Answer: The first charge-holder's rights are deemed effective from the date of creation (5th March). The required declaration ensures that intervening creditors' rights are not adversely affected — protecting the priority of any bona fide creditor who lent during the gap.

⚠️ Common exam mistakes

  • Confusing the two extension regimes — the 300-day route applies only to charges created before 2 Nov 2018; later charges follow the 30 + 30 + 60-day regime (max 120 days).
  • Forgetting that both the company and the charge-holder must sign the instrument copy filed with the Registrar.
  • Using the wrong form — CHG-1 for general charges; CHG-9 specifically for charges related to debentures.
  • Assuming Registrar must automatically grant extension — Registrar must be satisfied of sufficient cause; extension is discretionary, not automatic.
  • Believing rights of the charge-holder start from date of registration — they actually relate back to the date of creation of the charge.
  • Confusing preservation period — instrument must be preserved for 8 years from date of satisfaction, not 8 years from creation.

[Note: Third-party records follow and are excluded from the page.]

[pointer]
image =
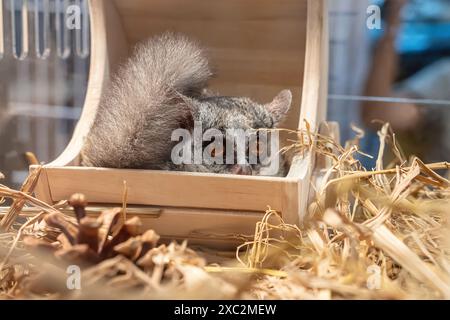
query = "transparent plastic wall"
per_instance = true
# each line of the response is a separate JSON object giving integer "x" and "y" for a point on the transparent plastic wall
{"x": 44, "y": 64}
{"x": 390, "y": 61}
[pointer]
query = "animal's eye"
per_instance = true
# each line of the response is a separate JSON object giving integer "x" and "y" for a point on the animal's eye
{"x": 217, "y": 152}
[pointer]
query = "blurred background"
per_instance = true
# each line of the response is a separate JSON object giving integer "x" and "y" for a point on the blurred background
{"x": 396, "y": 69}
{"x": 44, "y": 64}
{"x": 397, "y": 72}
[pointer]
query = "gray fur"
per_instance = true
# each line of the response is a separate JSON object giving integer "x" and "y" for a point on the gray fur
{"x": 159, "y": 90}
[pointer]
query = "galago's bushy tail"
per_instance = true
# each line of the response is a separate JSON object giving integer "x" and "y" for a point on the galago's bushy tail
{"x": 145, "y": 102}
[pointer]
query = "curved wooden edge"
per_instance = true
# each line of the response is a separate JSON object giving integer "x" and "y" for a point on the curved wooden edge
{"x": 108, "y": 45}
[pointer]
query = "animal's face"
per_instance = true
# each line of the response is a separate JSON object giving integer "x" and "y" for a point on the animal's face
{"x": 243, "y": 147}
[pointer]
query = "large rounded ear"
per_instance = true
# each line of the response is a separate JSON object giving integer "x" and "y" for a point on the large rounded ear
{"x": 280, "y": 105}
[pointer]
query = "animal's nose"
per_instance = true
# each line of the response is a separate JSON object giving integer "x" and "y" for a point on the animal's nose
{"x": 244, "y": 170}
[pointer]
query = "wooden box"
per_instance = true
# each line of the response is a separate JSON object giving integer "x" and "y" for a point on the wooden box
{"x": 258, "y": 47}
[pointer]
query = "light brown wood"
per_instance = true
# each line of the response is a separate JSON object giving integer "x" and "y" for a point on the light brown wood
{"x": 179, "y": 189}
{"x": 257, "y": 48}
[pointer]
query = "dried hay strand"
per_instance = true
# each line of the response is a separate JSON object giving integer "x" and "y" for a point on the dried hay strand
{"x": 379, "y": 234}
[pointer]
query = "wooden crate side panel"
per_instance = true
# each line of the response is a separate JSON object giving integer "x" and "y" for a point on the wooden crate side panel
{"x": 178, "y": 189}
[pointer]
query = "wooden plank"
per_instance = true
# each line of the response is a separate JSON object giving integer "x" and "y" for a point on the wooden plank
{"x": 178, "y": 189}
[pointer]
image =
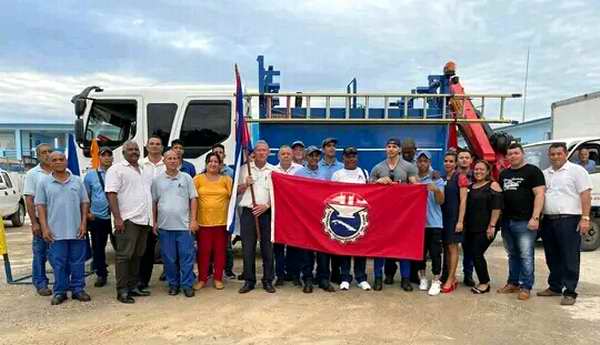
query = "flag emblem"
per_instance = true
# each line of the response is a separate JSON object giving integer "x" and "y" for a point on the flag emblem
{"x": 346, "y": 216}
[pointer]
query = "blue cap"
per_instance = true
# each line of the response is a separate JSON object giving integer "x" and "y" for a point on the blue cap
{"x": 423, "y": 153}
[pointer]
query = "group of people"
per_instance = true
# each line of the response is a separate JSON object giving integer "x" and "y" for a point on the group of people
{"x": 160, "y": 199}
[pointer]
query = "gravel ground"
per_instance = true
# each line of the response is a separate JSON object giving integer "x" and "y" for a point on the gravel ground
{"x": 291, "y": 317}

Bare-Act text Section 77 read with Rule 3 of Companies (Registration of Charges) Rules, 2014 · Companies Act, 2013 · click to expand
Section 77(1): It shall be the duty of every company creating a charge within or outside India, on its property or assets or any of its undertakings, whether tangible or otherwise, and situated in or outside India, to register the particulars of the charge signed by the company and the charge-holder together with the instruments, if any, creating such charge in such form, on payment of such fees and in such manner as may be prescribed, with the Registrar within thirty days of its creation. Provided that the Registrar may, on an application by the company, allow such registration to be made— (a) in case of charges created before the commencement of the Companies (Amendment) Ordinance, 2019, within a period of three hundred days of such creation; or (b) in case of charges created on or after the commencement of the Companies (Amendment) Ordinance, 2019, within a period of sixty days of such creation, on payment of such additional fees as may be prescribed.